Another Hiroshige print, Fudo Waterfall, shows a strong column of water pouring down to a small lake. The central cascading waterfall is printed in tones of dark to light blue, like a column of shining blue light. Just stepping into the water is a round, middle-aged man ready to cool off from the summer heat. Across the top hangs a row of lanterns, for night swimming. Scatterings of supporting players like fallen leaves add syncopation to the image. The composition is perfect, surprising us in its freshness, even now. The print beautifully contrasts the natural and the human.
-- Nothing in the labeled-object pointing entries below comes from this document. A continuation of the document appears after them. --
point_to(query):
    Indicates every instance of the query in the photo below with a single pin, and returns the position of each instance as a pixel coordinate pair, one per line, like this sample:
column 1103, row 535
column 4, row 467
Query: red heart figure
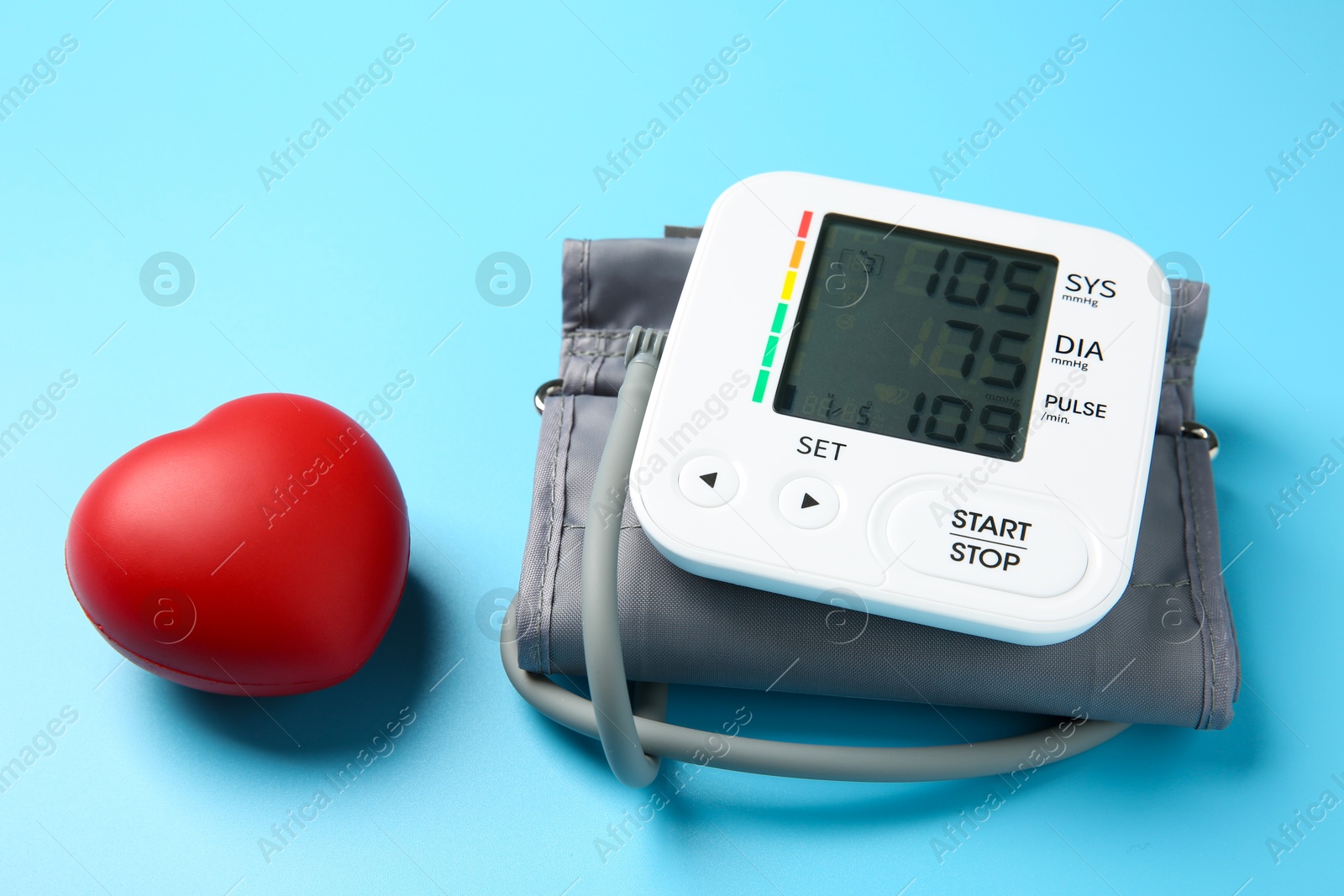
column 261, row 551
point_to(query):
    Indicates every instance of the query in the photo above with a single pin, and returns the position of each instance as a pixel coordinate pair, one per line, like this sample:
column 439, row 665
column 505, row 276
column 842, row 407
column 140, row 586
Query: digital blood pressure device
column 938, row 410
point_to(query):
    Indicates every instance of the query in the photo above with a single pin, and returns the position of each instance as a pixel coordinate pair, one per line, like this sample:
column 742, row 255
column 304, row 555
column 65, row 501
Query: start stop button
column 1000, row 540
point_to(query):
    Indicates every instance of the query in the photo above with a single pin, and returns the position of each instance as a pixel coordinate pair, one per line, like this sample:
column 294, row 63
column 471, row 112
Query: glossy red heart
column 261, row 551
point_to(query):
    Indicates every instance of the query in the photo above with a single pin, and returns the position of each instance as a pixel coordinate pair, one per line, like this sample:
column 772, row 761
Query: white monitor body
column 812, row 503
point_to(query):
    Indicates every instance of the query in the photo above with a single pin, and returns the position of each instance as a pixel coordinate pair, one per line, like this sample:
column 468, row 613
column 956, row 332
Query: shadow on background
column 338, row 720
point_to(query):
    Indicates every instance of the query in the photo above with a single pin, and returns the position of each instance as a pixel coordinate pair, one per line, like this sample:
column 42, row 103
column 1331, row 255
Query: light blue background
column 363, row 258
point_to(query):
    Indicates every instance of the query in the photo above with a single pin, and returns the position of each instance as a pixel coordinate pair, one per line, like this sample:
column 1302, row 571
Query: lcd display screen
column 920, row 336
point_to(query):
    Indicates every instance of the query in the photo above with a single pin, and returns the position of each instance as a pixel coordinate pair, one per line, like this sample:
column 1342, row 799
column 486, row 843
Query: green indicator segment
column 761, row 380
column 770, row 344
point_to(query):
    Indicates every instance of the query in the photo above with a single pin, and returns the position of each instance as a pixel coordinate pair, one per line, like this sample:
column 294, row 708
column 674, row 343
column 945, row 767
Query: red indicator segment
column 803, row 228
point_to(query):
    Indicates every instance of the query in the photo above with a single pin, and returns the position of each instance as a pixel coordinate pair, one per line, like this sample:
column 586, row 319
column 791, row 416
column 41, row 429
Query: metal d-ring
column 1196, row 430
column 549, row 389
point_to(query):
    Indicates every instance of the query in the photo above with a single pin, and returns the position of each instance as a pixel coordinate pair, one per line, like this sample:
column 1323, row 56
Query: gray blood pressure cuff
column 1164, row 654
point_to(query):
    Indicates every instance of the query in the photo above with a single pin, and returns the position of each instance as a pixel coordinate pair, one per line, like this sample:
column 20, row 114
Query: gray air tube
column 633, row 741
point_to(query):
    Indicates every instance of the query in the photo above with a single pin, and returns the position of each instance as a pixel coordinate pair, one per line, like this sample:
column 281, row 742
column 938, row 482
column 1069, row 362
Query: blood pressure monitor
column 932, row 410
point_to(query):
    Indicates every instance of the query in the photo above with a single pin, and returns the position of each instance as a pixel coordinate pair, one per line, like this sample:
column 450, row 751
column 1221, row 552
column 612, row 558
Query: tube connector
column 645, row 342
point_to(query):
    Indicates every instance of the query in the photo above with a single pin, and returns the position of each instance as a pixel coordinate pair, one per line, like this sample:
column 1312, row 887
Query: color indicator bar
column 781, row 311
column 759, row 391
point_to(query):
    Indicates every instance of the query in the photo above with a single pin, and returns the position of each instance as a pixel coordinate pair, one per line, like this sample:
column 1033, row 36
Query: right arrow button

Lady with a Parasol, the excellent postcard piece of the exhibition by Hiroshige, presents an elegant woman, covered in layers of beautiful clothing, her face shown in a few lines, her hair a large detailed and ornate construction. She holds a closed umbrella, and steps as lightly as snowfall over a snow-covered landscape. Over her head, branches, full of snow, float before a white star- and snow-filled sky. The graduations of dark to light blue water behind her are balanced by the dark to light gray in the evening sky. Up close we can see the tiny details of color and lines; stepping back they all blend into patterns of attractive abstract forms, in an unsuspected and pleasing way, like unfamiliar music striking an immediate chord of appreciation in the listener.
Numerous
other prints call out for our attention. One of them is Kumisada's
Actors from Konjiyakuji
Tegashiwa. As in
Elizabethan theatre, men played all the parts, and Japanese actors
had tremendous followings. Their images, as characters in the plays,
were published in editions of thousands soon after a production
started. They sold out like the posters of a movie star. In the
print, we see the grimacing actor holding a sword with a muscled arm,
while another character behind him hovers in a small circle like a
bubble in a cartoon strip. Intricate flowers unfold in his robes with
a great freedom of line and color. The print is in blue, black, red,
white, blue, and ochre. I had to hang back to count the actual
number, not believing that this full image was made up of only these
few colors, like rich music made from the combination of only a few
chords.
Another print by Kunisada, Bijin, shows a beautiful woman, with magnificent clothes and sculptured hair, right out of Japanese Vogue from the mid-1800s. With her delicate face and robes with multiple butterflies and flowers, this is a perfect example of the high fashion of the times. But as we explore the picture, suddenly there appears a cloth-covered baby in her right arm, and then almost as quickly we notice a cat climbing her left leg. All these surprising elements in the picture work to perfection through the artist's inventive drawing and unfolding layers of multiple patterns.
These prints, made in a different time and in a different culture, are as vibrant today to our modern eyes as they were when first created. It's surprising and remarkable to find that we have them here in the Quad Cities, gathered into the permanent collection at the Figge. Through September 30, we can view these handsome prints and see what all the fuss was about.